Alors que des voix s’élèvent de plus en plus au quotidien pour dénoncer les nombreux abus et cas de violences dont sont victimes les personnes vulnérables, populations clés ou «key populations », les défenseurs des droits humains au Cameroun veulent briser le silence.

 Hormis le 15 juillet, journée dédiée aux défenseurs des droits humains, ces défenseurs des sans voix le font savoir à travers des ateliers, séminaires et réunions d’échanges qui portent sur les questions de  droits humains. Les défenseurs ne cessent de pousser des cris de détresse et interpellent le gouvernement sur leur situation en général.

Pour ces acteurs des droits de l’homme, briser le silence au départ dans les foyers, en communauté et dans l’environnement aiderait à faire des pas d’éléphant pour promouvoir les droits humains.

Le Directeur Exécutif de Humanity first Cameroun, Jean Paul Enama, fervent défenseur des droits humains fustige les nombreuses arrestations arbitraires que subissent ces acteurs au Cameroun. Le cas de l’activiste décédé en 2013, Eric Ohena Lembebe qui est au centre de cette journée dédiée à ces défenseurs ne saurait être négligé le  rappelle-t-il. Une affaire qui jusqu’ici a été classée sans suite alors que ce dernier aurait subi des tortures et ensuite retrouvé assassiné dans son domicile souligne-t-il.

Nickel Kamen Liwandi, défenseur des droits humains se souvient encore de l’arrestation d’environ 25 jeunes dans un vidéo club de la ville de Yaoundé en 2018. Ces derniers selon lui ont été accusés de regarder des films à caractère sexuel.

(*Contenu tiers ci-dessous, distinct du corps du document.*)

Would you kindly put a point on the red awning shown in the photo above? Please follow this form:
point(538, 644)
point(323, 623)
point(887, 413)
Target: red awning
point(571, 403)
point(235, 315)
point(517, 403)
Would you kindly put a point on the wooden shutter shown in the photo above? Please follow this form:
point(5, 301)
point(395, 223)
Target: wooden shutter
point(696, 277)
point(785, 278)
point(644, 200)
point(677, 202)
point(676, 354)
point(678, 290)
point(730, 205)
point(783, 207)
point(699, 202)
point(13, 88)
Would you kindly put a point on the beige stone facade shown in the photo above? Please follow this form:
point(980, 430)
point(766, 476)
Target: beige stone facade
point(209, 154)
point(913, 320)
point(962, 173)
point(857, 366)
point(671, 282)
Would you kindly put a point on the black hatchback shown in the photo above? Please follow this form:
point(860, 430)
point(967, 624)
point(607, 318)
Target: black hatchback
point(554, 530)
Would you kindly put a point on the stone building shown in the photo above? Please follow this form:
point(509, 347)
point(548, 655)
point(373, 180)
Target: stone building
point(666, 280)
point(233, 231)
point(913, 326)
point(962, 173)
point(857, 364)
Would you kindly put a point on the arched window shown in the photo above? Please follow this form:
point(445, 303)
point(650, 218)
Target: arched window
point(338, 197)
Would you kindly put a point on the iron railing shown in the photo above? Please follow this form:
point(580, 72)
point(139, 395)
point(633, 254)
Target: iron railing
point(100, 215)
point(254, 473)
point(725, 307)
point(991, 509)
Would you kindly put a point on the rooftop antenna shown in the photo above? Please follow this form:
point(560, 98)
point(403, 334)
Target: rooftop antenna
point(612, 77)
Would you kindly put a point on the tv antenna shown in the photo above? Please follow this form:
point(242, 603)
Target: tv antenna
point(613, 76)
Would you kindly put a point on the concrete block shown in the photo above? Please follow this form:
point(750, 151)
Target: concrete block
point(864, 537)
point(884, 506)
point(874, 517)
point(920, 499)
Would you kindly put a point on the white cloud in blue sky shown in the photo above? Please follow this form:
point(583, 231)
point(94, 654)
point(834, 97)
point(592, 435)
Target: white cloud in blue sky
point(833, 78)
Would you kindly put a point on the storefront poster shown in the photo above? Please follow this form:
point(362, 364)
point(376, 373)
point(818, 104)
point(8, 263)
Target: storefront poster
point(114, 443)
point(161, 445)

Ils ont été enfermés dans différents commissariats de police et les négociations n’étaient pas faciles.

Nickel dit : « Il a fallu négocier cas par cas. Ça été une situation difficile parce qu’il fallait réussir à trouver des commissaires de police plus ouverts et à qui nous avons présenté des vices de procédures et vices de formes et qui comprenaient comme il n’ya pas eu de respect de procédures il fallait libérer les personnes. Autre chose, il y’a d’autres qui étaient réfractaires et qui savaient que derrière ce types d’arrestations ils devaient se faire beaucoup d’argent. Nous avons dû mobiliser un grand nombre d’alliés et il a fallu beaucoup de plaidoyers de couloirs d’ensemble. »

Étant membre de la plateforme Unity et par ailleurs Directeur Exécutif de la Cameroon foundation for Aids (Camfaids), Nickel Kamen Liwandi soutient le fait que la faible appropriation du concept des droits humains au Cameroun surtout par les forces de maintien de l’ordre est l’un des maux qui minent les actions de ces défenseurs des droits humains.

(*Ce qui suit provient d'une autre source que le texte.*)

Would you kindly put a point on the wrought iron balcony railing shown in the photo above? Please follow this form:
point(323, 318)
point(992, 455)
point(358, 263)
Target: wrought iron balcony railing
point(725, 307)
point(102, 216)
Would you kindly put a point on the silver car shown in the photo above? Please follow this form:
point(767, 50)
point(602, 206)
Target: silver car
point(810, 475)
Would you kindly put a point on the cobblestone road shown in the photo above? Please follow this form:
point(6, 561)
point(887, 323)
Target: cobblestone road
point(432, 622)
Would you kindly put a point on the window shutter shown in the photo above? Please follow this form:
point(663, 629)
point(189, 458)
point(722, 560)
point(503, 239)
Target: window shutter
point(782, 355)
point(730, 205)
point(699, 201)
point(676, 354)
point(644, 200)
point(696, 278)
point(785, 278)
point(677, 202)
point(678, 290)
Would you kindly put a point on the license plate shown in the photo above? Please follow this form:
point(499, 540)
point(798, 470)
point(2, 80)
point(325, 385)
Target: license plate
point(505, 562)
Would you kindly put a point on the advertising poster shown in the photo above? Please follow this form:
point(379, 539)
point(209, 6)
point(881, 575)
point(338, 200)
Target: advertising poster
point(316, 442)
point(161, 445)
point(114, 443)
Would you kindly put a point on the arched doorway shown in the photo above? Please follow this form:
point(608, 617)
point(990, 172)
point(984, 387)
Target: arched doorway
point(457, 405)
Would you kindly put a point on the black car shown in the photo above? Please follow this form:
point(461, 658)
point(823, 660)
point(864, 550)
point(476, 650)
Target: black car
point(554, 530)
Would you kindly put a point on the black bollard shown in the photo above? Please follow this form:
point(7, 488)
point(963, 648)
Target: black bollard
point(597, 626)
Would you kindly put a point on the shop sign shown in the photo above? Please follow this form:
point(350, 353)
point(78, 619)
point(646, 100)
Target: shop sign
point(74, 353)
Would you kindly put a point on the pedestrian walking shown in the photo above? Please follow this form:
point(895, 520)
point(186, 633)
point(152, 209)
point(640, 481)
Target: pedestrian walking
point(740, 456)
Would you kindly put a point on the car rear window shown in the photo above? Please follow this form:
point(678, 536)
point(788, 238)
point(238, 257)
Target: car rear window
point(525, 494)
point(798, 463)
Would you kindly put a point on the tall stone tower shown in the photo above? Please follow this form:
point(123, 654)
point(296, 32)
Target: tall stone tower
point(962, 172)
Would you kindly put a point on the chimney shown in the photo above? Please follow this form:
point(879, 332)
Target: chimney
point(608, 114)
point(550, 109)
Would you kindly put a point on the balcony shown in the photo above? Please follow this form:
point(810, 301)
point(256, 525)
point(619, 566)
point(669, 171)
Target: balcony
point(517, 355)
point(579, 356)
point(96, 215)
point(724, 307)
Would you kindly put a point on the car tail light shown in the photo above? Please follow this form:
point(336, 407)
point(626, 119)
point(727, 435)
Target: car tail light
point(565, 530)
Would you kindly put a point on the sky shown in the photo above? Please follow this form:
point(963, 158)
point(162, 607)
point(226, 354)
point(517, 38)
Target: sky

Il indique la nécessité d’une mise en place d’un cursus sur les droits humains dans le cadre de la formation des forces de l’ordre. Un plaidoyer qui s’ajoute d’ailleurs aux nombreux autres véhiculés par ces acteurs de la société civile. Ils estiment que le gouvernement devrait également revoir des textes qui encadrent les droits humains au Cameroun. Beaucoup de vides en matière de textes restent à combler soulignent -ils.

Le rôle des défenseurs des droits humains est pour la plupart du temps très mal perçu tel que le souligne Nickel. 

Il dit : « Il y’a cette idée qui anime beaucoup d’esprits. Beaucoup pensent que lorsque vous défendez les droits humains c’est pour promouvoir un ordre social ou qu’il y’a quelqu’un derrière vous ou encore c’est pour déstabiliser l’État. Lorsque que j’ai un membre du gouvernement ou une autorité devant moi, je leur dit qu’un climat des droits humains propice  rassure les investisseurs. Les investisseurs ne viennent pas dans un pays où ils risquent tous le temps d’être victimes des violations des droits humains. Ou s’il doit faire venir un personnel expatrié, ce personnel expatrié peut tomber sur des lois qui sont discriminantes et pour eux ce sera difficile d’investir au Cameroun parce que la situation des droits humains est liée à la confiance que les investisseurs ont dans un pays…Il est du devoir du Cameroun d’améliorer l’environnement des droits humains ce qui permet d’avoir une image plus reluisante et attirer plusieurs touristes…»

D’autres acteurs ajoutent le fait que les défenseurs des droits de l’homme sont des leviers de développement qui accompagnent les gouvernants dans leurs activités.

« Le défenseur des droits de l’homme est celui-là qui défend les personnes marginalisée et défavorisées…Le défenseur des droits de l’homme n’est pas celui qui travaille contre l’État mais avec l’État pour garantir justement les droits humains et de libertés en général » dixit Yves Patrick Tonkeu, responsable droits humains à l’ONG Humanity First Cameroon.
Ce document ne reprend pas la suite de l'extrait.